В числе необходимых мер я предложил бы аболиционистам, среди прочего, предпринять такой же энергичный, серьезный и решительный поход против прессы, какой они успешно провели против церкви. Церковь за последнюю пару лет стала заметно лучше, да, даже за последние две недели, а пресса почте вся без исключения продажна. Я считаю, что в нашей стране пресса оказывает более сильное и гораздо более пагубное влияние, чем церковь. Мы не отличаемся религиозностью, но мы нация политиков. Мы не очень-то чтим Библию и не читаем ее, но мы чтим газету и читаем ее. Это библия, которую мы читаем каждое утро и каждый вечер, стоя и сидя, в поездке и на ходу. Эту библию каждый носит в кармане, она лежит на каждом стопе и прилавке, ее неустанно распространяют почта и тысячи миссионеров. Это единственная книга, которую Америка издала и которая способна оказывать колоссальное влияние – хорошее или плохое.
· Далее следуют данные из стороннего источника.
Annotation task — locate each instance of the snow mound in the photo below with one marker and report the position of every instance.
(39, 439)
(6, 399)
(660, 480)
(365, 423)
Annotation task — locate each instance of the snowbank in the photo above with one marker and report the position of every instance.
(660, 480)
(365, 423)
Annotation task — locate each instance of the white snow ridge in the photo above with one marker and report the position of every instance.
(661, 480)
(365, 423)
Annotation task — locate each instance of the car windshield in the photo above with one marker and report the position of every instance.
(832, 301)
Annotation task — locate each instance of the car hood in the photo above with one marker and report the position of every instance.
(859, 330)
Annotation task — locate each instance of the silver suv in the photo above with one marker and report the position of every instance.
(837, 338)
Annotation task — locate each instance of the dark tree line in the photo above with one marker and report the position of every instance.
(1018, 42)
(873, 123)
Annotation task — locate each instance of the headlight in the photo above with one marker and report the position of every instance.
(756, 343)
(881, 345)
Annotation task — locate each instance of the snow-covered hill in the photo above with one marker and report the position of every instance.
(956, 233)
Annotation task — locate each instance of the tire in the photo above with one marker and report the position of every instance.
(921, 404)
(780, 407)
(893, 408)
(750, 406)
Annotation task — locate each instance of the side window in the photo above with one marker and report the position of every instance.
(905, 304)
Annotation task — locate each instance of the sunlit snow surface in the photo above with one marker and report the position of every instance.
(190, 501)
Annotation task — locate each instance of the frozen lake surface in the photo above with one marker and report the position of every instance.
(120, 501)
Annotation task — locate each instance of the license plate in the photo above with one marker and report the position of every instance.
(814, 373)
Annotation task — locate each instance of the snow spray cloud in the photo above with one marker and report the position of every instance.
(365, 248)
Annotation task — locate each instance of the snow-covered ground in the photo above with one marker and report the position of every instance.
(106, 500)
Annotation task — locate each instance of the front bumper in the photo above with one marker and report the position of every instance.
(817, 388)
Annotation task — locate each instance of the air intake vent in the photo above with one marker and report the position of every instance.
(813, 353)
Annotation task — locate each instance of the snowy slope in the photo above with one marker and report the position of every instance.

Редактор – это проповедник, которого вы добровольно содержите. Он вам обходится в среднем по центу в день, зато не надо платить за церковную скамью. Но часто ли эти проповедники проповедуют истину? Я повторю мнение многих просвещенных иностранцев и собственное свое убеждение, когда скажу, что ни в одной стране, вероятно, не было столь гнусных тиранов, какими являются редакторы периодической печати в нашей стране. Почти без исключения наша пресса раболепна и беспринципна. Коммонуэлс, Либерейтор, насколько мне известно, единственные газеты, осудившие подлость и трусость городских властей, которые они недавно продемонстрировали. Другие газеты, почта без исключения, – Адвертайзер, Транскрипт, Джорнел, «Таймс, Би, Гералд и так далее – тоном своих статей, касавшихся Закона о беглых рабах и возвращения раба хозяину, оскорбляют здравый смысл нации. Можно подумать, что они пишут так главным образом потому, что желают снискать одобрение своих покровителей, а также потому, что не подозревают о возможности более здравого подхода.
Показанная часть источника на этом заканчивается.